Chicago’s offense has struggled to move the ball, however, and could offer relief for a Washington defense that was battered in consecutive losses against the NFC East rival Philadelphia Eagles and Dallas Cowboys. Here are five keys for the Redskins in Monday’s game:
The Eagles and Cowboys combined to convert 64 percent of their third downs against the Redskins, giving Washington the worst third-down defense in the league. Performances like that won’t win many games. Washington’s strength is, in theory, its defense, and that defense has to be able to get off the field. The Redskins have done a better job of that early in their first two games, but their play has appeared to fall off as games go on.
Chicago has the league’s third-worst offense in terms of yards, averaging just 263.5, and entered Week 3 with just 328 passing yards, fifth fewest in the league. Monday is an ideal time for the struggling Washington pass defense to find itself.
The Redskins didn’t generate much of a pass rush in their first two games. But they were going up against two of the NFL’s best offensive lines and facing quarterbacks who can pick apart secondaries. Chicago’s line hasn’t been nearly as good as the ones in Philadelphia and Dallas, and quarterback Mitchell Trubisky has struggled, with a passer rating of 65.0 and no touchdown throws.
Washington has not gotten the surge it hoped to generate up the middle since Jonathan Allen went down in the season opener, and the outside rushers, including rookie Montez Sweat, haven’t made an impact. This could be a chance for them to come to life.
The Bears pass rusher has just one sack and one forced fumble, but he is a game-changing talent. He will be a test for the rebuilt left side of the Redskins’ offensive line: Tackle Donald Penn and guard Ereck Flowers have held up reasonably well in the first two games.
Washington quarterback Case Keenum has hit on some big plays and has shown he can be elusive. But he can’t be distracted by looking out for Mack. If the Redskins can neutralize him, they should have a chance to move the ball.
The Redskins’ running game has struggled, and with tight end Jordan Reed still a question mark as he recovers from a concussion, their best offensive moments have come from several big throws. Rookie wide receiver Terry McLaurin has proved to be a dangerous deep threat, and coaches believe it’s only a matter of time before Trey Quinn, Paul Richardson Jr. and Kelvin Harmon break out.
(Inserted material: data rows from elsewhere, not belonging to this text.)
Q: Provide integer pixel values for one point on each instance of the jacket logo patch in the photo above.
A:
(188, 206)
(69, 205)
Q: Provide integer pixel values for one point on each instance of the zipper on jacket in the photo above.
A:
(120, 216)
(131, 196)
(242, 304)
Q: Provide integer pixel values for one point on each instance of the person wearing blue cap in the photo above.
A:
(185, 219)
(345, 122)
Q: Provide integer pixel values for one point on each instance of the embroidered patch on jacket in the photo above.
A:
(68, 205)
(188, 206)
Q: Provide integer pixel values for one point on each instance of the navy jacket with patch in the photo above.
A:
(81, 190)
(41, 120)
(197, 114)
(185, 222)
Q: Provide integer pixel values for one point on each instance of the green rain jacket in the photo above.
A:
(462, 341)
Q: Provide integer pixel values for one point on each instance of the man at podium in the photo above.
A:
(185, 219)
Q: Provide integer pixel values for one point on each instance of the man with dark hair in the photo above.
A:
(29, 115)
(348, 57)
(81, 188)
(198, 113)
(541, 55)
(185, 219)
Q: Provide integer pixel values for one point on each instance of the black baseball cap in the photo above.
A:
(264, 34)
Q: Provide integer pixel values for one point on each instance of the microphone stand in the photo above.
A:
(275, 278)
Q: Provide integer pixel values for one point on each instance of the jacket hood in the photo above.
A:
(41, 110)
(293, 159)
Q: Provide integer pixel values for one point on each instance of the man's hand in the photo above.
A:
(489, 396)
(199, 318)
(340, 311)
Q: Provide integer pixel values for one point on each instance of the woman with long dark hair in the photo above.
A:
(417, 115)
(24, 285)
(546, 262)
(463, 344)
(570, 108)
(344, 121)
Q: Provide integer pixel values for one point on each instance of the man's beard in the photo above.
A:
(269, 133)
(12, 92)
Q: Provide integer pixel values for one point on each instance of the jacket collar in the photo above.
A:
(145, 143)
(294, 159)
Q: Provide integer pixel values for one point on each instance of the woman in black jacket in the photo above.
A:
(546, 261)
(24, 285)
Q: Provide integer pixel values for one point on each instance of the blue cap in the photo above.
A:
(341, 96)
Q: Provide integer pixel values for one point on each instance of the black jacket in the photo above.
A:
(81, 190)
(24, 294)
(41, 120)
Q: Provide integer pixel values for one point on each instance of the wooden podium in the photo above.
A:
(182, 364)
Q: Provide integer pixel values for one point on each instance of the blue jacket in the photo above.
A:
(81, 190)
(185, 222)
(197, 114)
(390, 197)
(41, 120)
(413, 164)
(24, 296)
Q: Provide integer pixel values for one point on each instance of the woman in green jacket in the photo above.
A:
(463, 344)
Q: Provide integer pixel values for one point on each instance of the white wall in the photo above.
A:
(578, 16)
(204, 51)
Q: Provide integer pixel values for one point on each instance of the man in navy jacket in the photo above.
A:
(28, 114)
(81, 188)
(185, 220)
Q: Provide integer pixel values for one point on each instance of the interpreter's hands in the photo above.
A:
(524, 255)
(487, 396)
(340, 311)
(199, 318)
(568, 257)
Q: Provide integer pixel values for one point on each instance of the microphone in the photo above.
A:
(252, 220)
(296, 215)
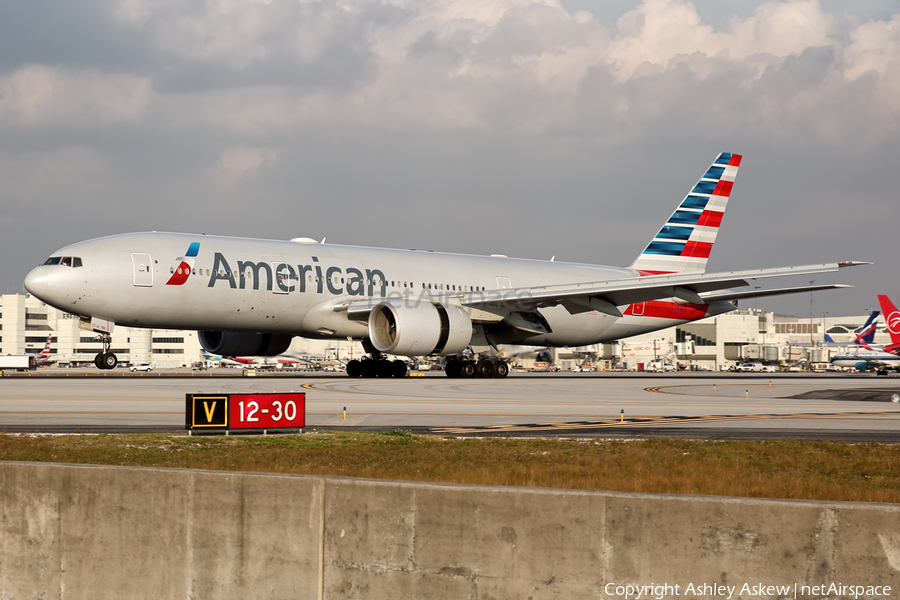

Already, they are finding ways to use speedy wideout Steven Sims Jr. as both a pass catcher and runner. Against an aggressive Bears defense, they will have to hit on some long throws and find creative ways to get the ball into the hands of their quick, young wide receivers.
Win the field position battle
It can be argued that Washington’s most important player is punter Tress Way, who continues to give the Redskins a chance by booting opponents into terrible starting positions. Way ranks first in the NFL in average yards per punt and second in net average. This shapes up to be the kind of game in which field position will be significant.
Last week, Washington did a good job of forcing Dallas to start deep in its own territory. The Cowboys, however, marched right through the Redskins’ defense. Chicago doesn’t have the same kind of offense. If the Redskins can force the Bears to start drives close to their own end zone and the defense can improve on third down, they have a chance to give their offense a major field-position boost.